Tenor saxophonist Jimmy Heath said he had known “Miles for 48 years,” and there is a memorable photo of them in an apartment back in the forties with Dizzy Gillespie at the piano and Davis looking on, absorbing the chords that would be so fundamental to his musical journey and breakthroughs.

The span of musicians at the event, which was sponsored by the Far West 77th Street Block Association, covered practically every phase of Davis’ phenomenal evolution.  Drummer Jimmy Cobb was there, along with Heath, to remember the more distant days and nights.  “He was a good guy,” Cobb said succinctly.  “And I cherish every moment I had with him.”

“He was my mentor,” said trumpeter Wallace Roney, who regaled the crowd with stories about Davis and the advice he would dispense to his young protégé.

Bassist Buster Williams recalled that the only musical instruction he received from Davis was to do the opposite of what the other members of the band was doing. “He told me if they are playing slow, you play fast, if they are playing fast you play slow.”

Percussionists Lenny White, Mino Cinelu, guitarist Larry Coryell, and drummer T.S. Monk were among the other speakers.  Monk recounted some of the visits that Davis made to see his father, Thelonious.  “He would sit at the piano and wait until my father got up, and sometimes that would take a long time,” he laughed.

It took quite a while before the actual sign was unveiled and even then there was some trouble getting it to come down after a tug from actress immortal and a former wife of Davis, Cicely Tyson.  But an agile member of the crowd scrambled up the pole and pulled away the covering to great applause.

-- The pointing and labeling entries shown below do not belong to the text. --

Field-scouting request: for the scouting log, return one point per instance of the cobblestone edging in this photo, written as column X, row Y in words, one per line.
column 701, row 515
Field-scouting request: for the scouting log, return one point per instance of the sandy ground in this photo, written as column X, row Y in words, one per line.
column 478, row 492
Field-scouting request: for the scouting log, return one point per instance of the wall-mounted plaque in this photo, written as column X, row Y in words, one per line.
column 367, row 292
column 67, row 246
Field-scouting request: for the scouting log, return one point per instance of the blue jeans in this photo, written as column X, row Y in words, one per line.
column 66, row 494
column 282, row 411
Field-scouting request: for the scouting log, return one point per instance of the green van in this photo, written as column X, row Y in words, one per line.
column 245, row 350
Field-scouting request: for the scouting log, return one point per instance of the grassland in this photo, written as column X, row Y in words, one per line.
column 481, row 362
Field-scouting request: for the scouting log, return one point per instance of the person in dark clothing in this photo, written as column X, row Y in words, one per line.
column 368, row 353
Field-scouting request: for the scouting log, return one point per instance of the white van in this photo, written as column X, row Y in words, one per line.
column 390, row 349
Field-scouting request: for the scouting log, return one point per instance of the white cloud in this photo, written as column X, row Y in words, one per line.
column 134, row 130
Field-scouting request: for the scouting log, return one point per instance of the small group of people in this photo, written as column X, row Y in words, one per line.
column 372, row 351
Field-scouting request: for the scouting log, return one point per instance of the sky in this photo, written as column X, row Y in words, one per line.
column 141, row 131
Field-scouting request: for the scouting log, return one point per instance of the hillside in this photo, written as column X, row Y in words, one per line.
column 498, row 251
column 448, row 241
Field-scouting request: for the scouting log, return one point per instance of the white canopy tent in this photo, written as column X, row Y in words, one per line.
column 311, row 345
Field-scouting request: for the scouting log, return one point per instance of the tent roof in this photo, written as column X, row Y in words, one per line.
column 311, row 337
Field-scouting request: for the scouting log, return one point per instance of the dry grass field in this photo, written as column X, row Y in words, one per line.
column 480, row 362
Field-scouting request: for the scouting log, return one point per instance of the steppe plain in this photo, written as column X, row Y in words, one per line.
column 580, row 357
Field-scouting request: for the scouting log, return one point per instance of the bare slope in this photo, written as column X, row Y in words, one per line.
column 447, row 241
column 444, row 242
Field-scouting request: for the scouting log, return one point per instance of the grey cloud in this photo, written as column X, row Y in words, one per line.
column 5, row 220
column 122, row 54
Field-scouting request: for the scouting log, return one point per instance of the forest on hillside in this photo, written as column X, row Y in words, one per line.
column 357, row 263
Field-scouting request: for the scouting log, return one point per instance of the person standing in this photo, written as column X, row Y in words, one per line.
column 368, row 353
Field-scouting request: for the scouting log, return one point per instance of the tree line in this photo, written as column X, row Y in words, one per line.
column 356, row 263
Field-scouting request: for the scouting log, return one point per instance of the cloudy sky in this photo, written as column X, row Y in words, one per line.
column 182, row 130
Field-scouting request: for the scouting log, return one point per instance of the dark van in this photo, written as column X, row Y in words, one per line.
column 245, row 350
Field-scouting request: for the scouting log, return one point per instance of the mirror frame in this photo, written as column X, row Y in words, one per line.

Vince Wilburn, Jr., Davis’s nephew moderated the event after Terri Williams welcomed the spectators that included, Davis’s daughter Cheryl and his sons Erin and Greg, and a veritable Hall of Fame of jazz greats—Onaje Gumbs, Al Foster, Barry Harris, Louis Hayes, Jimmy Owen, Bobbi Humphrey, Carl Allen, and a host of dignitaries—Congressman Charles Rangel, Borough President Gail Brewer, Sherry Bronfman, John Amos, Norman Jean Darden, et al.

Even though Davis has been gone since 1991, he gets his “Way.”